By this system the people shake off their state of dependence just long enough to select their master and then relapse into it again. A great many persons at the present day are quite contented with this sort of compromise between administrative despotism and the sovereignty of the people; and they think they have done enough for the protection of individual freedom when they have surrendered it to the power of the nation at large.”

“Democracy, Tocqueville argued, was capable of breeding its own form of despotism, albeit of the “soft” variety. He spoke of “an immense protective power” that took all responsibility for everyone’s happiness—just so long as this power remained “sole agent and judge of it.” This power, Tocqueville projected, would “resemble parental authority” but would try to keep people “in perpetual childhood” by relieving people “from all the trouble of thinking and all the cares of living.”” (source).

Restore Limited Government

1.       Amend the constitution to limit the size of all government to less than 33% of GDP.
2.       Amend the constitution to require balanced, comprehensively defined government budgets except in times of major emergencies or war.
3.       Privatize the public sector to the maximum extent possible.

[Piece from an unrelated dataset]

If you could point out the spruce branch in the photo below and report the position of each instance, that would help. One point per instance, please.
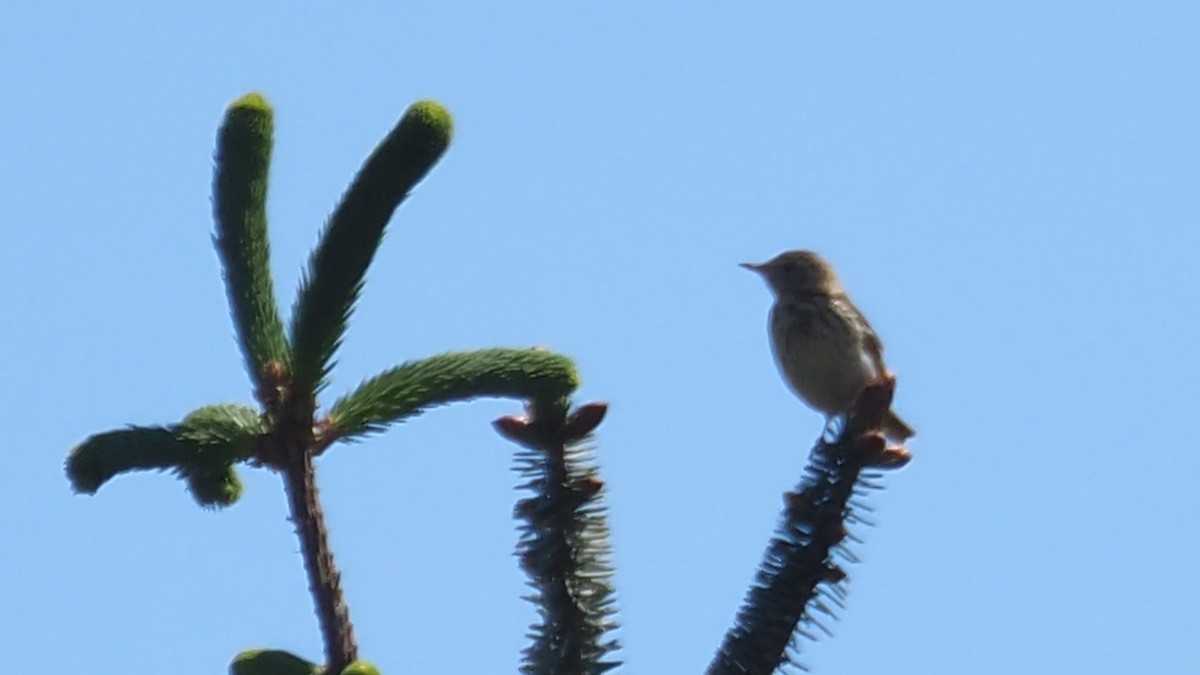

No exceptions!
4.       Amend the constitution, for as long as government is responsible for monetary policy, that short-term nominal interest rates cannot be set lower than the inflation rate plus productivity growth.

Strict Term Limits For The Entire Public Sector

What is good for the diplomatic corps, i.e. the rotation of diplomats and staff every so often is good for elected politicians, police officers, judges, and bureaucrats.

Anybody involved in public service ought to be term limited no matter which branch of government, legislative, administrative, law enforcement, or judiciary. If appointed or elected or hired in the public sector you will be in public service for a limited time only. Nobody should plan on a lifelong career in public service.

Light At The End Of The Tunnel

Democracy of all forms of government that have been tried before has a better chance to heal itself.